Defunding Sexual Healthcare: A Topological Investigation of Resource Accessibility
Government actions, such as the Medina v. Planned Parenthood South Atlantic Supreme Court ruling and the passage of the Big Beautiful Bill Act, have aimed to restrict or prohibit Medicaid funding for Planned Parenthood Healthcare Centers (PPHCs) at both the state and national levels. These funding cuts are particularly harmful in states like California, which has a large population of Medicaid users. This analysis focuses on the distribution of Planned Parenthood clinics and Federally Qualified Health Centers (FQHCs), which offer essential reproductive healthcare services including, but not limited to, abortions, birth control, HIV services, pregnancy testing and planning, STD testing and treatment, and cancer screenings. While expanded funding for FQHCs has been proposed as a solution, it fails to address the locational accessibility of Medicaid-funded health centers that provide sexual and reproductive care. To assess this issue, we analyze the proximity of data points representing California’s PPHC and FQHC locations. Topological Data Analysis (TDA)-an approach that examines the shape and structure of data – is used to detect disparities in reproductive and sexual healthcare coverage. To conduct data collection and visualization, we utilize R and Python. We apply an n-closest neighbor algorithm to examine distances between facilities and assess changes in travel time required to reach healthcare sites. We apply persistent homology to analyze current gaps across multiple scales in healthcare coverage and compare them to potential future gaps. Our findings aim to identify areas where access to care is most vulnerable and demonstrate how TDA can be used to analyze spatial inequalities in public health.
💡 Research Summary
This paper presents a novel application of Topological Data Analysis (TDA) to assess the potential impact of defunding policies on spatial accessibility to sexual and reproductive healthcare. The study is motivated by recent U.S. government actions, such as the Medina v. Planned Parenthood South Atlantic Supreme Court ruling, which aim to restrict Medicaid funding for Planned Parenthood Health Centers (PPHCs). While expanding funding for Federally Qualified Health Centers (FQHCs) is often proposed as an alternative, the authors argue this fails to address the critical issue of locational accessibility for Medicaid beneficiaries.

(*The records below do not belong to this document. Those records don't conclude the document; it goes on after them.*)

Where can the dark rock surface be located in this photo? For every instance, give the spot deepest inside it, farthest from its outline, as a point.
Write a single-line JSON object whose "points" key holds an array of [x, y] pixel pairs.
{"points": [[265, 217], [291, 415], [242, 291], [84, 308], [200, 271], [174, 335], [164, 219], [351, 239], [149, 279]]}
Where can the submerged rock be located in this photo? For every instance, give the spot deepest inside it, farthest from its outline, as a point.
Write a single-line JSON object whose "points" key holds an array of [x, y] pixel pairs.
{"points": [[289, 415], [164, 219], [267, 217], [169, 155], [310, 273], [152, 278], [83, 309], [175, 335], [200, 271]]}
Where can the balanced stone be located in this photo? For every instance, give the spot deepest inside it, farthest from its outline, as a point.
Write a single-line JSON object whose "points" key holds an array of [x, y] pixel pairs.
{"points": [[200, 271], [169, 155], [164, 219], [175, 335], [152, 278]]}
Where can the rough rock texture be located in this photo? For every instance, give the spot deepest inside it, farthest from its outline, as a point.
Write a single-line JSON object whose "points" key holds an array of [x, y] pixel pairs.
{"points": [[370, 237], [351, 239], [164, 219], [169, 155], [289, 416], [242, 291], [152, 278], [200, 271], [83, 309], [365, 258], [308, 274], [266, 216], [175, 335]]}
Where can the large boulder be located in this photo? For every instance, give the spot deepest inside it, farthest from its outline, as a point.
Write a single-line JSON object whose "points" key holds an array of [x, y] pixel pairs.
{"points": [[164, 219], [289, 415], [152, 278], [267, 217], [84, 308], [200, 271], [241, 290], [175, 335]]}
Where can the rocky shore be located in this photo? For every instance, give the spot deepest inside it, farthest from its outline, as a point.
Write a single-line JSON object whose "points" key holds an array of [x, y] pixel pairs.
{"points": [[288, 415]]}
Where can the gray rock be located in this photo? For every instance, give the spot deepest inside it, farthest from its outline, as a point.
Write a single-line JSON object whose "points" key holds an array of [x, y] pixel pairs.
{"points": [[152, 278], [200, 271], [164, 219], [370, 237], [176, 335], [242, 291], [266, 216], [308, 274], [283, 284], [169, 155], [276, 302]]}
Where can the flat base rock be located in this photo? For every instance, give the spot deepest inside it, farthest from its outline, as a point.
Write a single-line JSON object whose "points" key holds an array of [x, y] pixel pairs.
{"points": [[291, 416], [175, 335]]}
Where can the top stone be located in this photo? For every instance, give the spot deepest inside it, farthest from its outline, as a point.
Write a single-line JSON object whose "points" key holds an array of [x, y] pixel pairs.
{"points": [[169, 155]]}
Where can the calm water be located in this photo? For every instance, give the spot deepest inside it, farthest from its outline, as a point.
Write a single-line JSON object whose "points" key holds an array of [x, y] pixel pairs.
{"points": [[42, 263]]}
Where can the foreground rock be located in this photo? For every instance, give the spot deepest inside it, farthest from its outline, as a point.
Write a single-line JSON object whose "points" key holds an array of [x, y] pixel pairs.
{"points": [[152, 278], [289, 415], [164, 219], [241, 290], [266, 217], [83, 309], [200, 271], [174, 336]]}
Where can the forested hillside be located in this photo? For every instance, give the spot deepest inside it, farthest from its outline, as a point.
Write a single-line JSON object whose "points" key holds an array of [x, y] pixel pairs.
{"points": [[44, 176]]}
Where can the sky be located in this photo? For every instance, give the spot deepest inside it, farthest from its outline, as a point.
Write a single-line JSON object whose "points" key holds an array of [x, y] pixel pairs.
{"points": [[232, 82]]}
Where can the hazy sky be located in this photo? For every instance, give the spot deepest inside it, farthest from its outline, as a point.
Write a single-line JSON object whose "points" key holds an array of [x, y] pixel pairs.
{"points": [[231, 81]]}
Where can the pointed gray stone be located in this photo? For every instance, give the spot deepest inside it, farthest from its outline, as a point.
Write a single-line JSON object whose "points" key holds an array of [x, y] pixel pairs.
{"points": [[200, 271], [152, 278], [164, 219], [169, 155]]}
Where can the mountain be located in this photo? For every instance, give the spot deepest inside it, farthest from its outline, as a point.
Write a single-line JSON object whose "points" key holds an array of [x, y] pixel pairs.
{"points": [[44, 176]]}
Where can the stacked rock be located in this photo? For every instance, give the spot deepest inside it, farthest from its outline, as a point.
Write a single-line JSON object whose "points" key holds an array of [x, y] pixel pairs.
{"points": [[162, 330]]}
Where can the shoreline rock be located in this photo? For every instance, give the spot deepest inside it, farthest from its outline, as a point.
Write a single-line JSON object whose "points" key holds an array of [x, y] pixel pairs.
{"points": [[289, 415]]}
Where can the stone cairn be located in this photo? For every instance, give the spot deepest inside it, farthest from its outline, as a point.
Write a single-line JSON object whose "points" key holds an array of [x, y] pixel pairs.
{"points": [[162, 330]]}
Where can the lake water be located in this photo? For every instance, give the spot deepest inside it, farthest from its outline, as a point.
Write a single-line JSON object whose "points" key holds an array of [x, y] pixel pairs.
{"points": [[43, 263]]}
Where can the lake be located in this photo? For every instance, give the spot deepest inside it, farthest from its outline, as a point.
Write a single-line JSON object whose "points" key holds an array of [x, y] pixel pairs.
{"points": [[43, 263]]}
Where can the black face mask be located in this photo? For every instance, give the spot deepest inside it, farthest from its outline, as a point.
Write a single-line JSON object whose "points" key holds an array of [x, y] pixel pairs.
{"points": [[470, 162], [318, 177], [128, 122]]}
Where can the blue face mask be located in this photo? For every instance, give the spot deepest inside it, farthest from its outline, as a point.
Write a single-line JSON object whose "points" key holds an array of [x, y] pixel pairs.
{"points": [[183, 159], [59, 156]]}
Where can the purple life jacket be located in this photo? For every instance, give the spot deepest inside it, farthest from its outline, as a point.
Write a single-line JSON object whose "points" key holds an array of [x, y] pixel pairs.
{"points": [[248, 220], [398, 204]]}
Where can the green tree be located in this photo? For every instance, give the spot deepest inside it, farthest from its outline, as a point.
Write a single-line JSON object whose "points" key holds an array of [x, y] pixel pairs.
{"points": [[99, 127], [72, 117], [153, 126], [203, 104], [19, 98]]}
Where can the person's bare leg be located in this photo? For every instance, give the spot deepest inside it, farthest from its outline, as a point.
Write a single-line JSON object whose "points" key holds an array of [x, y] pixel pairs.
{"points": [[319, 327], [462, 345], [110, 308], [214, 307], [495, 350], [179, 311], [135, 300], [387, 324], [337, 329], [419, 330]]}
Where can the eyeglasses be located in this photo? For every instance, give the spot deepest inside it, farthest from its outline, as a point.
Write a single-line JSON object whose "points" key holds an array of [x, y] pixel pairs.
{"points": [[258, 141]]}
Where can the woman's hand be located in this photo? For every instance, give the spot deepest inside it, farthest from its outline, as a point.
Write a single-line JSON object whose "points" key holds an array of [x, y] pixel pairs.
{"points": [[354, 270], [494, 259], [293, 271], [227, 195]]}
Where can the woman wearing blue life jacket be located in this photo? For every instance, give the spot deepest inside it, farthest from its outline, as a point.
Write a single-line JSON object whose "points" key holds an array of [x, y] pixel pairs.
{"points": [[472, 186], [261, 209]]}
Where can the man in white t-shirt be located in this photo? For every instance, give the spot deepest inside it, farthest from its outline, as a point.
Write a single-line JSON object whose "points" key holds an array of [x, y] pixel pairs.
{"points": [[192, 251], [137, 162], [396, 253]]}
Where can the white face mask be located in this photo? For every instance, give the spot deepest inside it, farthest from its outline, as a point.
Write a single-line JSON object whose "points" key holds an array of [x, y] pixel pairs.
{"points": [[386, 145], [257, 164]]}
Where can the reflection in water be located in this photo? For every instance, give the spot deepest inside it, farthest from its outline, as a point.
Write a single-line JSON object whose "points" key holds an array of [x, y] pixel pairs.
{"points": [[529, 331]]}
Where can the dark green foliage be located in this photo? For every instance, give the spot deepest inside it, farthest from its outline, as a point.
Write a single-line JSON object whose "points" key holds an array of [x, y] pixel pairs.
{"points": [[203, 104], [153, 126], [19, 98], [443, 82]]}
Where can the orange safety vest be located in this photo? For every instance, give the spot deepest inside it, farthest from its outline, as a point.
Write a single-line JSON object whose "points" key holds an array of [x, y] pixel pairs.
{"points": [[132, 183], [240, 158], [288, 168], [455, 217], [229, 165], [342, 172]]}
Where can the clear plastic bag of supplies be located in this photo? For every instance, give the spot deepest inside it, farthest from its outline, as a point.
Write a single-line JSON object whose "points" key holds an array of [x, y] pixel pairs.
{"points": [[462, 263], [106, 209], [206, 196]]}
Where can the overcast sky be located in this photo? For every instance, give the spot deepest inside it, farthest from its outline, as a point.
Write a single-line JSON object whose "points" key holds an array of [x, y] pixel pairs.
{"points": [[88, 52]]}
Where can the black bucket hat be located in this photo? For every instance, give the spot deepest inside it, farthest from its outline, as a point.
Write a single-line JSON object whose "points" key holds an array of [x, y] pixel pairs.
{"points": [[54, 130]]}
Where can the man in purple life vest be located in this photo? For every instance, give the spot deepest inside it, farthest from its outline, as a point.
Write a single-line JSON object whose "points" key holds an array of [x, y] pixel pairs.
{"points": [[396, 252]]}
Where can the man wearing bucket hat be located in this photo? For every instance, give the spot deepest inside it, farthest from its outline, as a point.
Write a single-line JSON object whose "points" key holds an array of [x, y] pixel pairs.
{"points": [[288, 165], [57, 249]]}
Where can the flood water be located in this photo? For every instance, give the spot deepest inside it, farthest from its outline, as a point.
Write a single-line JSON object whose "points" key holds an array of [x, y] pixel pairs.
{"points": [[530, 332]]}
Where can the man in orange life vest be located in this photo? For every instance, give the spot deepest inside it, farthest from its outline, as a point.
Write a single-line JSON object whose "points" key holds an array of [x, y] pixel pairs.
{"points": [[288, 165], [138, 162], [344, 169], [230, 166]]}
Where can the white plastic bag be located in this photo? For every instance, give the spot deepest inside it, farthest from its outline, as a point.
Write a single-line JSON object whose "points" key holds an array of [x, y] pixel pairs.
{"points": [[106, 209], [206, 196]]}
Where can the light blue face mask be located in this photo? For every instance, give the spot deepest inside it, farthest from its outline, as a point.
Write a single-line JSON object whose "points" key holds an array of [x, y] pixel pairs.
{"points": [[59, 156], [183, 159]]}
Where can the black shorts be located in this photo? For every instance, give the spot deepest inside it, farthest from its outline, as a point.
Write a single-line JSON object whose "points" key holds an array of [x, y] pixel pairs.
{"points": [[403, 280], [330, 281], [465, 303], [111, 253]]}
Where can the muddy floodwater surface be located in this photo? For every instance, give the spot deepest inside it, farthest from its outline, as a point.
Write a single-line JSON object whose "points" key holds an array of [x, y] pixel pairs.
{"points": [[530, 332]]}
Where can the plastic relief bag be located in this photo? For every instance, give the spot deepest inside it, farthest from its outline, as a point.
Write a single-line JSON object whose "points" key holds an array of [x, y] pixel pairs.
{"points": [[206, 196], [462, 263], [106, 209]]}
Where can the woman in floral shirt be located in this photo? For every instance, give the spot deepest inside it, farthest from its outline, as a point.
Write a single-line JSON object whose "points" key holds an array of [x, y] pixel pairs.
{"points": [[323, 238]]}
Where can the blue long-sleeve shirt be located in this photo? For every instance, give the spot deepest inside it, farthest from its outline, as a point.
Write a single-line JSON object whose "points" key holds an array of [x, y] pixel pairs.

Focusing on California due to its large Medicaid population, the research analyzes the geographic distribution of PPHCs and FQHCs. The methodological innovation lies in using TDA, specifically Persistent Homology (PH), to move beyond simple distance measurements. Instead of Euclidean distance, the authors construct a custom distance metric based on realistic travel time, which serves as a proxy for access burden. This metric integrates estimated travel times (car, public transit, walking) between facilities obtained via the Google Maps API, weighted by county-level car ownership rates from the California DMV. This approach acknowledges that access is not just about miles but about the time and means required for transportation.
The core analysis involves building two Vietoris-Rips (VR) filtrations on point clouds representing healthcare facilities. The first point cloud includes all PPHC and FQHC locations, modeling the current state of access. The second includes only FQHCs, modeling a hypothetical future where PPHCs are inaccessible to Medicaid patients. As the filtration parameter (radius) increases, simplicial complexes (networks of points, edges, and triangles) form. Applying PH allows the researchers to track the “birth” and “death” of topological features, particularly 1-dimensional holes (loops). A persistent hole that lasts over a wide range of radii indicates a significant geographic gap in coverage—an area surrounded by healthcare facilities but with none inside.
By comparing the persistence diagrams from the two filtrations, the study identifies regions where the loss of PPHCs would create new or significantly enlarge existing coverage gaps. The results visually and quantitatively demonstrate that the absence of PPHCs would lead to more extensive and persistent access deserts in certain areas, suggesting that simply funding more FQHCs may not adequately replace the spatial coverage provided by the PPHC network.
In conclusion, the paper successfully demonstrates that TDA and PH are powerful tools for analyzing spatial inequalities in public health resource distribution. It provides a quantitative framework for policymakers to anticipate the geographic consequences of funding changes, emphasizing that resource allocation must consider not just the number of facilities, but the shape and structure of the access network they form. The work highlights the vulnerability of specific regions to policy shifts and underscores the importance of spatial equity in healthcare planning.